It is also completely acceptable for men to propose to you. This is usually a joke, but still, it is a fairly intense difference.
People will yell “toubab, kaay!”, which pretty much translates to “white person, come here!”
If you go to another town, it is expected that you bring the family back a gift.
Never grab things with your left hand.
Some people will try to charge way more than the actual price, just because they assume that we’re tourists and don’t know any better.
We eat out of one bowl. I never realized how much I cherished having my own bowl.
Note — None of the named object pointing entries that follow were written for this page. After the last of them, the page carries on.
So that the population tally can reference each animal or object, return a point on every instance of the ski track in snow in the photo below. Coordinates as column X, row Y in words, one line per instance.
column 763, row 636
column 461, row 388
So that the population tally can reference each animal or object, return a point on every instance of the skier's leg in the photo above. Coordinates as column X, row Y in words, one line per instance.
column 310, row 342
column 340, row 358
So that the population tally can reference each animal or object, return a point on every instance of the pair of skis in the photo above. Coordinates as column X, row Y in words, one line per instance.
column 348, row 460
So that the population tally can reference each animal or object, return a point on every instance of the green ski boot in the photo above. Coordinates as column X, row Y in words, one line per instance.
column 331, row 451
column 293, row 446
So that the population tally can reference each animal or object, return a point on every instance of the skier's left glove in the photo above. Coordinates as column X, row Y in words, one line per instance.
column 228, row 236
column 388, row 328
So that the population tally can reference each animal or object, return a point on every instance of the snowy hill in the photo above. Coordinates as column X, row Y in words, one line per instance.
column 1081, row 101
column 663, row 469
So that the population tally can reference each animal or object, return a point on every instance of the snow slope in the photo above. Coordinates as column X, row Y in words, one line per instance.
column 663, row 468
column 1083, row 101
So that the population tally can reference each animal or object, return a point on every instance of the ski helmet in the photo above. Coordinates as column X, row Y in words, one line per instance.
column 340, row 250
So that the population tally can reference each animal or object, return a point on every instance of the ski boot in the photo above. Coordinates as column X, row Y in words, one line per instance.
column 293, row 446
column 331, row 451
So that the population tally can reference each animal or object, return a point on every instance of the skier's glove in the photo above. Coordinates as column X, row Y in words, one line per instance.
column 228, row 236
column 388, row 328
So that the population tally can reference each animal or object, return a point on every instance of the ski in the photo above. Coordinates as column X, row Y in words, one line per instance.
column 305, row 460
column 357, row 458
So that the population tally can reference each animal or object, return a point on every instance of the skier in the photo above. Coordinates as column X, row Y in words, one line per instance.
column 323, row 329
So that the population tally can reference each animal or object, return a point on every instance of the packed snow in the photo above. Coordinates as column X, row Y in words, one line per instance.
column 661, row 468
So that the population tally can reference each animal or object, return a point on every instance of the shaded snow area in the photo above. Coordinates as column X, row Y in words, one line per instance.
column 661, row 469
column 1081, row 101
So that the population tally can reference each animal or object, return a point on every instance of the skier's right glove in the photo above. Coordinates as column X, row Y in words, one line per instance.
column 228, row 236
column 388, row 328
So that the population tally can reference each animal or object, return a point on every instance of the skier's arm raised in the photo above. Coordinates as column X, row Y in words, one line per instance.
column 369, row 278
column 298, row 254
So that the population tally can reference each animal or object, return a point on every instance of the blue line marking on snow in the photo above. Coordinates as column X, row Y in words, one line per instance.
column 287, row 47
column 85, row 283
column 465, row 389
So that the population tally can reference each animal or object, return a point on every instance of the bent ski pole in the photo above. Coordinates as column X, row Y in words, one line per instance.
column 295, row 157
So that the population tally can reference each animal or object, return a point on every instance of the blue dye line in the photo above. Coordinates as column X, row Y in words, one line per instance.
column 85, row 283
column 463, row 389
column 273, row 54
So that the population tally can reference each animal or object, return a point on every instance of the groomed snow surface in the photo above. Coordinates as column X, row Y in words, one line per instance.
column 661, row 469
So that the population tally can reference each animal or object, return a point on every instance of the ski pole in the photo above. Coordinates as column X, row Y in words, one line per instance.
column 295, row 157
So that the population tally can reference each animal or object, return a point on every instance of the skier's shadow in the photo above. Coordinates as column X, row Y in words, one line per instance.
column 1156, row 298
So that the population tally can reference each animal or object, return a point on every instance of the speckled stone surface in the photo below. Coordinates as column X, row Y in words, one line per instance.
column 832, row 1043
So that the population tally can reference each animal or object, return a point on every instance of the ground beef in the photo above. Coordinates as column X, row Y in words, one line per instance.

There are probably hundreds more, but in the interest of not boring you with lists, I’ll move on. These all seem like things that would cause me to stumble only a little bit, but, when it’s one thing after another, I would become overwhelmed, and couldn’t catch up until the end of the day. Much like in Guitar Hero, where you would think that missing one beat wouldn’t matter, but soon, the snowball effect kicks in and you have no idea what part of the song you’re on anymore.
It wasn’t until Training Seminar 1, where I got to see all the other Senegal fellows, that I started being okay with not understanding as much as I thought I should. I thought I wasn’t understanding so many things because I was so behind after missing a month. It became a viscous cycle of not getting something, being frustrated, and then not getting the next thing because of my frustration. It was easy for me to look around at everyone else in my community and become mad at myself for being so behind. Of course they’re “better” at being part of the community than I am, they’ve been doing it their whole lives. When I realized other fellows were still missing beats, too, I also realized that I wasn’t just messing up because of my lack of skill, but rather because trying to learn so many new things at once is challenging, (much more challenging than Guitar Hero). I stopped getting frustrated, and I started learning so much more.
Maybe by the end of the year, I’ll have become more of an expert in the culture that I’ve lived in for the past 5 months, but, for now, I’m still learning, and I’m completely okay with that! I’m thrilled to still be learning.
You know the one thing that’s not always the same between Guitar Hero and bridge years? The defeated look on the character. I’m still terrible at so many things, but at the end of the day, I’m proud of myself for trying. I own my failures. My character would not be sulking, she’d be doing the dance that looks like she just made the Super Bowl winning touchdown.
I end my day feeling victorious, not defeated.